We're headed back to the normal temperatures for this time of year, reasonable 14-, and 15-degrees, with rain optional and sun probable, and vice versa. I've spent several hours the last several days yanking the occasional weed and grass plug out of my gardens, turning up the soil a bit to bury the compost, and assessing what's going on here and there in the various beds and borders.

How can I describe the bliss of shovelling and raking the garden soil, cutting back dead branches, gently shoving uplifted perennials back into their welcoming soil beds? And the sun, blessing the top of my grey head, my back. How wonderful it feels to exercise one's limbs in the garden, to the extent that memory of how it felt as a teen with nimble limbs floods over me, and I celebrate the fact that, in fact, nothing much has changed in that department.

Or so it would seem. And because it was so wonderful out we sought out so many things that we could do in the out-of-doors. Including cleaning off the deck, which my husband does yearly with an innocuous peroxide-based bleach agent, using a long-handled scrub brush to take away all that accumulation from the winter snows and summer moister to bring the pine boards back to their raw clean look once again.

And when it dried, hauling all the deck furniture out of the garden shed, including that most favourite piece of all, for me, the glider. I anticipate many happy and comforting hours of sitting on that glider, reading the newspapers, revelling in the clemency of the weather. Oops, forget to mention the wind. Lots of wind today. Really, I mean it; wind that makes you sit up and take notice. Or knocks you over.

In fact, while I was busy lifting one of our peonies because it tends to pout and not bloom as a result of being a little too deeply ensconced in the garden soil, I was alarmed at the sound of a huge clunk, and looked about to try to determine what had occasioned it. My husband lifted his head momentarily from the work he had at hand, but nothing presented itself as an explanation.

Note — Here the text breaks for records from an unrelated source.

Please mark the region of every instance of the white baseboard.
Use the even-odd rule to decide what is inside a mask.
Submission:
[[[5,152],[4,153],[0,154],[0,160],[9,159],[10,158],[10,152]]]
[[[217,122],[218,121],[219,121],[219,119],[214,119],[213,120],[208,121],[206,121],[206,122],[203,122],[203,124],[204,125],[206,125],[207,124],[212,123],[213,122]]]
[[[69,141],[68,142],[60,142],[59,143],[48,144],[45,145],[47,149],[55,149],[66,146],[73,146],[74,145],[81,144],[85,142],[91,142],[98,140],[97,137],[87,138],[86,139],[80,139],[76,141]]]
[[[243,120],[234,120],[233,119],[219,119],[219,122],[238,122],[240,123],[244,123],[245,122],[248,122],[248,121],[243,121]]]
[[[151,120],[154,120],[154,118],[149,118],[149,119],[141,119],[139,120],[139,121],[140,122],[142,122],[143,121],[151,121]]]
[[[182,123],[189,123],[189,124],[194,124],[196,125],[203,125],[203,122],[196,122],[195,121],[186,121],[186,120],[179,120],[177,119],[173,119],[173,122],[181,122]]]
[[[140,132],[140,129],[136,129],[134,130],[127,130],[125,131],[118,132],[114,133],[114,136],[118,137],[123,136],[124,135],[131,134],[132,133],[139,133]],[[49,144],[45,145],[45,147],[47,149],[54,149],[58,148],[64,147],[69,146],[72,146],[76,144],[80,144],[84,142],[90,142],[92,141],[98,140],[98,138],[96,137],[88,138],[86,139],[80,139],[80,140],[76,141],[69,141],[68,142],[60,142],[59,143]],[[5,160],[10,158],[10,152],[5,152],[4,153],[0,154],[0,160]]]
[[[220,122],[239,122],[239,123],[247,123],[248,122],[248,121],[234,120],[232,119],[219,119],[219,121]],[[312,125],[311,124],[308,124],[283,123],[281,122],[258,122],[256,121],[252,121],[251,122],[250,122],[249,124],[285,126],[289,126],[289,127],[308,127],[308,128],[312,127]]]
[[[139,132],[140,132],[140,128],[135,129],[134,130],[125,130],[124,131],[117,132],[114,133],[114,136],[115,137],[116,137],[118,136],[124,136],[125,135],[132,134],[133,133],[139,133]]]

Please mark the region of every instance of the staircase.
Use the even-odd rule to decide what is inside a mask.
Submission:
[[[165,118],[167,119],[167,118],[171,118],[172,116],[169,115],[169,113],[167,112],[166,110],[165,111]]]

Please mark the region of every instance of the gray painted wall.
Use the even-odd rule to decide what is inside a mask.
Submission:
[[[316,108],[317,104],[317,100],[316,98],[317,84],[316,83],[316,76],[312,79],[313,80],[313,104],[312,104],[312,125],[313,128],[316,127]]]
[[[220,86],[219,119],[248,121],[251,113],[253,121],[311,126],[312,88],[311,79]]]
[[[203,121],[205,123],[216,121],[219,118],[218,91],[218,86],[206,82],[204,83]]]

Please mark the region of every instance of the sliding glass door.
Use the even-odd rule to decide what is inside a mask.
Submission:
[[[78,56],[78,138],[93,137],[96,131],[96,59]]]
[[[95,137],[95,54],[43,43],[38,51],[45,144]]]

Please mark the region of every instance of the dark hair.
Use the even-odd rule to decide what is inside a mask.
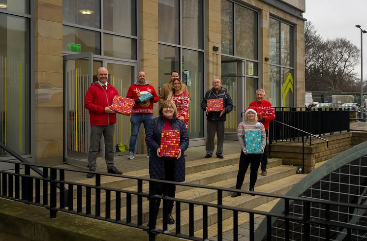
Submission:
[[[171,75],[170,75],[170,76],[172,76],[172,74],[173,73],[177,73],[178,74],[179,74],[179,77],[180,77],[180,73],[179,72],[179,71],[176,71],[176,70],[174,70],[172,72],[171,72]]]

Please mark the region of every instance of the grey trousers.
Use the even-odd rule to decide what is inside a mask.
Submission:
[[[104,138],[105,155],[107,169],[114,166],[113,139],[115,124],[109,125],[91,126],[91,143],[88,152],[88,167],[90,170],[97,168],[97,153],[99,149],[99,141],[102,135]]]
[[[216,147],[216,155],[223,154],[223,143],[224,142],[224,121],[208,120],[207,123],[208,138],[205,146],[207,154],[213,155],[214,151],[214,137],[216,132],[218,146]]]

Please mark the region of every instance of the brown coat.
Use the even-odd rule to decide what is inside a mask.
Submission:
[[[163,86],[162,86],[162,88],[160,89],[160,92],[159,93],[159,104],[162,104],[163,101],[167,99],[167,97],[168,96],[168,94],[169,94],[170,91],[172,90],[172,89],[173,89],[173,87],[172,87],[172,81],[165,84]],[[188,93],[187,87],[184,83],[182,84],[181,90],[183,91]]]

The bits and pieces of garden stuff, like winter blankets and rose cones that had been placed temporarily outside of the garden shed while he hauled out the furniture had blown about everywhere in the backyard and I was kept busy retrieving the pieces from the garden. Then another one of those loud clunks and as I looked up and through the slats of the back fence I realized what it was, as I witnessed another block of fencing fall flat onto the property of the fence owner.

There was a huge open gap between two neighbours, as it became obvious that two large blocks of fencing had submitted to the thrust of the high winds, exposing each backyard completely to the other. The two backyard neighbours in question, backing onto ours and our neighbour's backyards, comprised of young families with very young children have never, to my knowledge as much as passed a half-dozen words between themselves, in the five years they have lived side by side.

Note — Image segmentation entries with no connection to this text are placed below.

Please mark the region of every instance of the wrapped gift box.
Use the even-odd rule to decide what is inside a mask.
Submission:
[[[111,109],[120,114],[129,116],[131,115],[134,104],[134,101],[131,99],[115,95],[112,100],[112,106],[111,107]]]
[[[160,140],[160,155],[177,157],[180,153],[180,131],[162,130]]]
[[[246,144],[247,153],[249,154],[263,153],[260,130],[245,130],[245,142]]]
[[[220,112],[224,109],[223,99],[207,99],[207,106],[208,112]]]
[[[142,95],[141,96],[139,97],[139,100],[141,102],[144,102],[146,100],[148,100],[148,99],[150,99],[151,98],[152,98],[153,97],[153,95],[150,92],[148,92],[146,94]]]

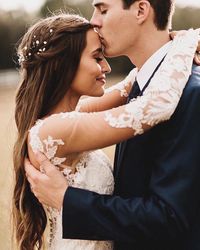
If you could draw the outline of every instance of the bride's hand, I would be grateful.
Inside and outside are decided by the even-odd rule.
[[[25,171],[31,191],[43,205],[61,210],[68,183],[63,174],[42,153],[36,159],[42,171],[37,170],[28,159],[25,160]]]
[[[200,65],[200,29],[197,29],[199,30],[199,43],[198,43],[198,46],[197,46],[197,50],[196,50],[196,53],[195,53],[195,57],[194,57],[194,62],[197,64],[197,65]],[[171,39],[173,40],[174,37],[177,35],[177,33],[184,33],[186,32],[186,30],[179,30],[179,31],[171,31],[169,33]]]

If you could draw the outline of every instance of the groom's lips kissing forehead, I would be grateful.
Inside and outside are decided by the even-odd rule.
[[[104,85],[106,83],[106,76],[102,75],[100,77],[97,77],[96,80]]]

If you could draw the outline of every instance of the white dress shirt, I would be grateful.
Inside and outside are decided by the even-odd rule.
[[[157,65],[163,59],[163,57],[168,53],[171,48],[172,41],[169,41],[163,45],[159,50],[157,50],[142,66],[142,68],[137,73],[137,82],[140,90],[143,89],[145,84],[148,82],[152,73],[156,69]]]

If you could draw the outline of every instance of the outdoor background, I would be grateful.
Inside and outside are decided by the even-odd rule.
[[[15,138],[14,96],[19,75],[15,55],[17,41],[27,27],[54,10],[79,13],[88,19],[91,0],[0,0],[0,250],[11,247],[12,147]],[[174,30],[200,27],[200,0],[177,0]],[[109,60],[113,68],[108,85],[121,80],[131,65],[125,58]],[[113,161],[114,147],[105,149]],[[27,249],[28,250],[28,249]]]

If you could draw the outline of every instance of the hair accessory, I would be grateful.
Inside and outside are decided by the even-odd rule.
[[[53,29],[50,29],[49,30],[49,33],[50,33],[50,36],[53,34]],[[45,40],[45,41],[40,41],[39,38],[37,38],[36,35],[33,36],[33,42],[31,44],[31,47],[28,49],[27,46],[25,46],[23,49],[22,49],[22,53],[18,55],[18,63],[19,65],[25,61],[28,61],[32,55],[34,55],[35,53],[37,55],[40,55],[41,53],[45,52],[47,49],[45,47],[45,45],[48,44],[48,42]],[[35,51],[35,49],[38,48],[38,50]],[[27,53],[28,52],[28,53]]]

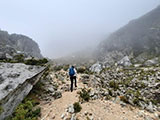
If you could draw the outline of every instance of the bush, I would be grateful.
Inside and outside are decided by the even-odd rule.
[[[23,54],[15,55],[13,59],[14,59],[14,62],[23,63],[24,55]]]
[[[118,83],[115,82],[114,80],[109,82],[109,86],[110,86],[111,88],[114,88],[114,90],[117,90],[117,89],[119,88]]]
[[[63,66],[63,70],[64,70],[64,71],[67,71],[68,69],[69,69],[69,65],[64,65],[64,66]]]
[[[85,67],[77,68],[77,73],[85,73],[85,72],[86,72],[86,68]]]
[[[73,104],[73,107],[74,107],[74,112],[75,112],[75,113],[80,112],[81,109],[82,109],[82,107],[81,107],[81,105],[79,104],[79,102],[75,102],[75,103]]]
[[[7,120],[38,120],[41,115],[41,109],[36,106],[36,102],[32,99],[25,99],[21,104],[18,105],[13,115]]]
[[[86,89],[82,89],[81,91],[80,91],[80,98],[82,98],[82,101],[89,101],[90,100],[90,95],[89,95],[89,93],[90,93],[90,90],[86,90]]]
[[[2,106],[0,106],[0,114],[3,112],[3,108]]]
[[[63,69],[63,66],[61,66],[61,65],[57,65],[57,66],[54,66],[54,71],[60,71],[60,70],[62,70]]]

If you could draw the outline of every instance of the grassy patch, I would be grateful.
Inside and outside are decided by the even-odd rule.
[[[90,90],[87,90],[87,89],[84,89],[84,88],[80,91],[79,94],[80,94],[80,98],[82,99],[82,101],[89,102],[89,100],[90,100],[89,93],[90,93]]]
[[[74,107],[74,112],[75,112],[75,113],[80,112],[81,109],[82,109],[82,107],[81,107],[81,105],[79,104],[79,102],[75,102],[75,103],[73,104],[73,107]]]
[[[26,98],[18,105],[13,115],[6,120],[38,120],[41,115],[41,109],[36,108],[37,101]]]

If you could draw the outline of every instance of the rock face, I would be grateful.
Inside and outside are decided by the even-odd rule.
[[[18,34],[10,35],[8,32],[1,30],[0,52],[3,52],[3,57],[6,56],[6,54],[14,56],[16,53],[23,53],[27,56],[42,58],[38,44],[31,38]]]
[[[102,70],[102,65],[100,63],[95,63],[91,66],[90,71],[99,73]]]
[[[147,57],[159,55],[160,6],[111,34],[99,45],[98,51],[98,59],[107,62],[119,61],[131,54],[134,58],[142,53]]]
[[[0,63],[0,120],[12,114],[45,70],[21,63]]]
[[[122,66],[125,66],[125,67],[126,67],[126,66],[131,66],[132,63],[131,63],[129,57],[128,57],[128,56],[125,56],[125,57],[122,58],[120,61],[118,61],[118,65],[122,65]]]

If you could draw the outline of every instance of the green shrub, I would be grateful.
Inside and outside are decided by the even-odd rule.
[[[115,82],[114,80],[109,82],[109,86],[111,88],[114,88],[114,90],[117,90],[119,88],[118,82]]]
[[[77,73],[85,73],[85,72],[86,72],[86,68],[85,67],[77,68]]]
[[[125,103],[129,103],[126,96],[120,96],[120,100],[125,102]]]
[[[36,102],[32,99],[25,99],[18,105],[13,115],[7,120],[38,120],[41,115],[41,109],[34,109]]]
[[[61,65],[54,66],[54,68],[53,68],[53,70],[56,71],[56,72],[60,71],[62,69],[63,69],[63,66],[61,66]]]
[[[63,66],[63,70],[64,70],[64,71],[67,71],[68,69],[69,69],[69,65],[64,65],[64,66]]]
[[[3,108],[2,106],[0,106],[0,114],[3,112]]]
[[[74,107],[74,112],[75,112],[75,113],[80,112],[81,109],[82,109],[82,107],[81,107],[81,105],[79,104],[79,102],[75,102],[75,103],[73,104],[73,107]]]
[[[23,63],[24,62],[24,55],[18,54],[13,57],[13,62]]]
[[[89,101],[90,100],[90,95],[89,95],[89,93],[90,93],[90,90],[86,90],[86,89],[82,89],[81,91],[80,91],[80,98],[83,100],[83,101]]]

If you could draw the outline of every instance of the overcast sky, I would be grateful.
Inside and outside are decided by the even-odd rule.
[[[0,28],[35,40],[55,58],[92,47],[160,0],[0,0]]]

Better late than never. They can introduce themselves to one another, and get to work together building a new fence. Or not. What's with these people? One a Francophone family with two little girls, the other an Anglophone family with an infant. They live right next door to one another, after all. Granted the Francophones are pretty loud and noisy, but you don't get to choose your neighbours, usually.

Nice day, though. Glad we've got so many good neighbours on our own street, along with some on the street behind with whom we can chat and enjoy life.